Previous: Chapter 16. Origins and Limitations of Rules and Patterns

Yours Objectively

Rule-based reasoning is in part subjective and in part creative. Results depend on the rules and the facts you choose to use or happen to know. Rule-based reason becomes subjective when the starting points and assumptions required are not obvious.

Each of us may make a different sequence of decisions. Each of us is a person with a limited and different knowledge of what has been done before. As a result we may be ignorant of methods helpful in the situations we face. As a result, no matter how rational (or deductive) we try to be, the decision of what to do, or how to do it is subjective.

Knowledge of what others have done or tried to do may help and guide our actions. Without previous know-how and knowledge, we need to improvise and look for patterns, rules and recipes that work. This is where the search for objective reason, or simple rules to follow, becomes subjective. Each may have a different idea of where to look. This is because each person has a different background and varied preferences. The road to objectivity is in part subjective and creative.

When new situations occur, experimentation, with a little caution to do no harm, is needed. The discovery of new objective processes (recipes and guidelines) is subjective. It depends on our experience. Again, each of us has a different idea (or no idea) of what to do. When approximations or errors are made, the results in question become more subjective. They depend on the choice of the approximation. In time, conventions or standards may be adopted to govern the approximation and make the procedures in question more reproducible.

Rule-based reason is incomplete. The rules or guidelines for handling some situations are missing. People make rules or see patterns in the situations familiar to them. New situations may go beyond the reach of the suggested patterns and rules. Uncertainty begins where previous rule-based knowledge ends. So rule-based reason has limits.

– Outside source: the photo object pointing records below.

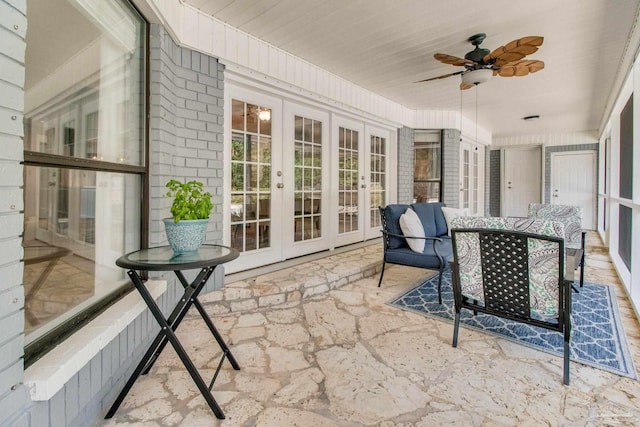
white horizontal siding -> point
(566, 138)
(267, 63)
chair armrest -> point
(402, 236)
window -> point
(85, 133)
(427, 184)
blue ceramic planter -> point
(185, 235)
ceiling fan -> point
(480, 63)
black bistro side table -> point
(207, 258)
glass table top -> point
(164, 259)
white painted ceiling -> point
(386, 46)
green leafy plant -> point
(190, 201)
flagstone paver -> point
(318, 346)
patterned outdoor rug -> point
(597, 340)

  1. Different people get different conclusions. Subjectively, that is, from varying individual choice, interest and experience, each may use a different subset of the available implication rules. As long as the people in question can correctly describe their reasoning or procedure, their creatively found results are objective. That is, a result or conclusion becomes objective, more precisely repeatable, if the instructions to get it, once written, can be followed successfully by others.
  2. Different starting points or assumptions may lead to disagreements between logical and otherwise objective people. Talk between disagreeing parties can sometimes get people to agree on a common starting point for their reason. If this occurs, the rule-based reason in question can be followed and repeated, so that reproducible results and conclusions are obtained. That is, subjective reason may become objective, or at least agreeable to several parties. In some circumstances, but not all, we can get firm, sure and reproducible results and conclusions.